Finally, to produce really nice soft shadows, I used a 3-by-3 jittered grid with 3 samples per grid cell, so a total of 27 samples per shaded point. The result of that is shown below.

soft shadows 3-by-3 grid, 3 random samples

Reflection and Refraction

To achieve nice and realistic refractions for the glass ball, a ray of light has to change its travel direction according to Snells law when passing a boundary between denser and lighter materials (glass and air for instance). Then, to determine the correct amount of light that is reflected and refracted, the Fresnel terms have to be computed. Getting all of this right wasn't so easy at first, so I had to struggle with bugs in my code. When writing a raytarcer though, bugs are sometimes pretty cool which can be seen in the image below.

wrong fresnel terms

Once the code was (mostly) free of bugs, it produced pretty nice pictures of glass balls (see below). It is very important to allow a high number of recursive rays to be cast in order to achieve nice results. This is why I implemented a ray-weight at this point as well. With this technique, each ray stores the percentage of the radiance it carries that will make it through the final pixel on the screen. So if a ray gets reflected twice with a reflectance factor of 0.1, then it will only contribute 1% of the radiance it encounters after the second hit to the final pixel value.

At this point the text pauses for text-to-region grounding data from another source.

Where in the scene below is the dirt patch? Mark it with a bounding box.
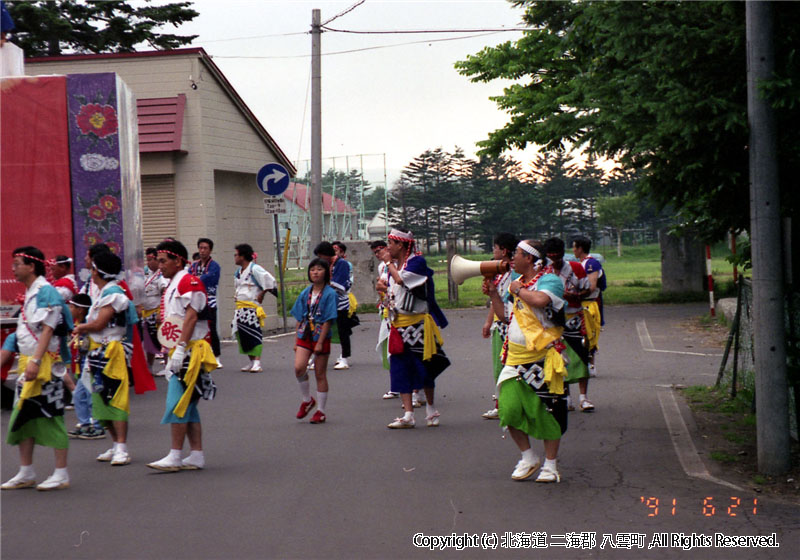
[682,386,800,505]
[677,314,800,504]
[677,315,730,349]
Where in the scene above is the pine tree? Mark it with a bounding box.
[8,0,198,56]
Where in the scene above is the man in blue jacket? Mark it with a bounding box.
[190,238,222,368]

Storing this information allows us to discard "unimportant" rays, yet having a high recursion depth for rays that could potentially contribute a lot to the final pixel even after numerous bounces. (This happens when the ray consecutively hits highly reflective or refractive materials for example.)

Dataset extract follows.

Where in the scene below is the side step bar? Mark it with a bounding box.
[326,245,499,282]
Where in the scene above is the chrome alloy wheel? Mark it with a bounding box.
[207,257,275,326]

nice fresnel terms nice fresnel terms 2

Texture Mapping

Implementing texture mapping was pretty straight forward and didn't require a lot of tweaking. For reading in the texture map, I used the CImg library. A preliminary version of my final scene with the original Escher picture as a texture map can be seen below.

texture map

Hand drawing

Creating a picture with a hand-drawn look falls into the category of non-photorealistic rendering, NPR in short. My approach is a conceptually pretty simple one. My raytracer does not only store the radiance for every pixel, but also the surface normal at that point. In a post-processing step, after the image is rendered into an buffer R, which stores all the radiance values, an empty (white) buffer I of the same size is created. Now, every pixel in R is visited consecutively and a hatching pattern is centered at it. Then the hatching pattern, which is a rectangular little surface, is rotated according to the stored surface normal at that pixel. The resuting rotated version of the hatching pattern is then drawn into buffer I, it's radiance sceled by the radiance of the pixel stored in R.

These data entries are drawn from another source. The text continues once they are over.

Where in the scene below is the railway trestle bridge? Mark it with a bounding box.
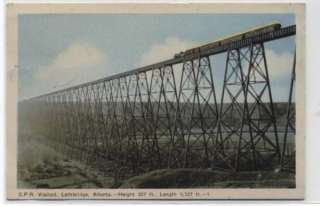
[19,24,296,176]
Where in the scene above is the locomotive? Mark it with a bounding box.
[174,22,281,58]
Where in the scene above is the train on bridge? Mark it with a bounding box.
[174,22,281,58]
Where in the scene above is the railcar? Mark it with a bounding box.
[174,22,281,58]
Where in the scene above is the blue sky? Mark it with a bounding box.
[18,13,295,101]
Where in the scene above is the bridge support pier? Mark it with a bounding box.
[281,49,296,171]
[217,43,281,171]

There is one more thing that needs to be taken care of though. Since the hatching pattern size I chose is an 11-by-11 picture, if we were to superimpose rotated hatching patterns for every single pixel in R, the resulting image would be too blurry for general hatching patterns. Therefore, before drawing the hatching pattern for a perticular pixel in R, I check if the radiance that is stored in I for that pixel is already close enough to the value in R. Only if the difference between the values is high enough, do I draw the hatching pattern. (Note that the higher the tolerance is set, the more sketchy an image will look at the end.)

Below are some of my early attempts to implment the technique described above.

sketch1 sketch2 sketch3

After a lot of playing around with hatching patterns, brush transparencies, and light exposure I finally got a result that I liked. A close up view of the reflective sphere is shown below.

nice hatching pattern

The Final Image

At the end, I show the final image again. It was a lot of fun writing the raytracer and producing the final image.

final rendering